Tuesday, August 23, 2011
Tuesday morning, back to London, just in time to chair a symposium on Bahrain in No 1 Abbey Gardens, unfortunately the last of a long series we have held in this building as the lease has expired and its being returned to the Abbey.
We had some gripping testimony over a Skype link from Ayat al-Ghormezi, an articulate 20-year old poet who was arrested at midnight on March 39 and after being helf in solitary confinement and tortured for several weeks, was sentenced to a year's imprisonment on charges of “inciting hatred of the regime" for a poem she wrote criticising the regime and for "being involved in a rally to commit crimes”, after attending a demonstration at the Pearl roundabout with many hudreds of others. In the end she was released as a result of huge international pressure from poets, writers and artists across the world.

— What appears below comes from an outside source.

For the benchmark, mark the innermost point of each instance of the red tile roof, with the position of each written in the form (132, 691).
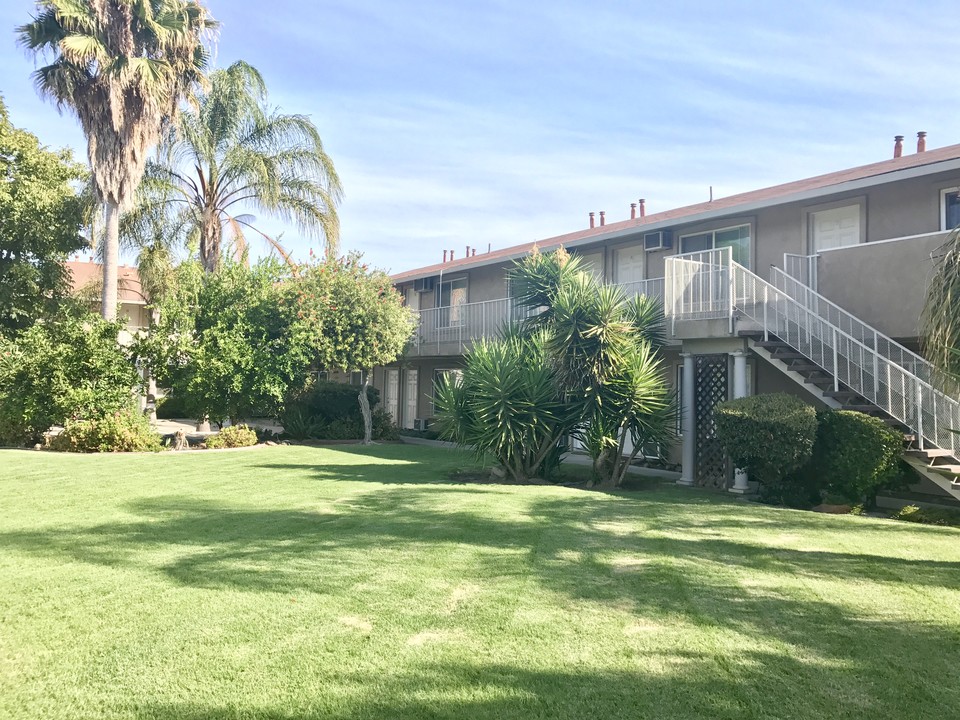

We also hear from Mohammed al-Tajer, also detained in a night raid on his home by more than two dozen uniformed and plainclothes security officers, most of whom were masked, on the evening of April 15, 2011. Like Ayat and almost everyone else arrested in the crackdown since February, Mohammed suffered intense torture, and we asked both our witnessed whather they had been able to communicate with the Bassiouni commission, which is investigating allegations of torture and other human rights violations in Bahrain with a view to reporting in October. But however thorough the commission may be, and however willing the government to accept their recommendations, it can do nothing to address the fact that Bahrain is a hereditary dictatorship, in which the king has power to reverse any concessions that may be needed to appease international opinion. As Liam Fox, the Defence Secretary remarked on Radio 4 last evening at about 22.30, "If you don't allow change to be a process then it can become an event"; but a process can only start if the vicious sentences passed on the many political detainees including Hassan Mushaima, Leader of the Opposition, are unconditionally cancelled, and if the al-Khalifa dictatorship is genuinely prepared to change itself into a constitutional monarchy. Seeing the tenacious resistance to reform in every other Arab state since the Arab spring, this is an improbable scenario, and one that could only happen if there is concerted pressure by the UN, the EU, the US, and democratic NGOs throughout the world.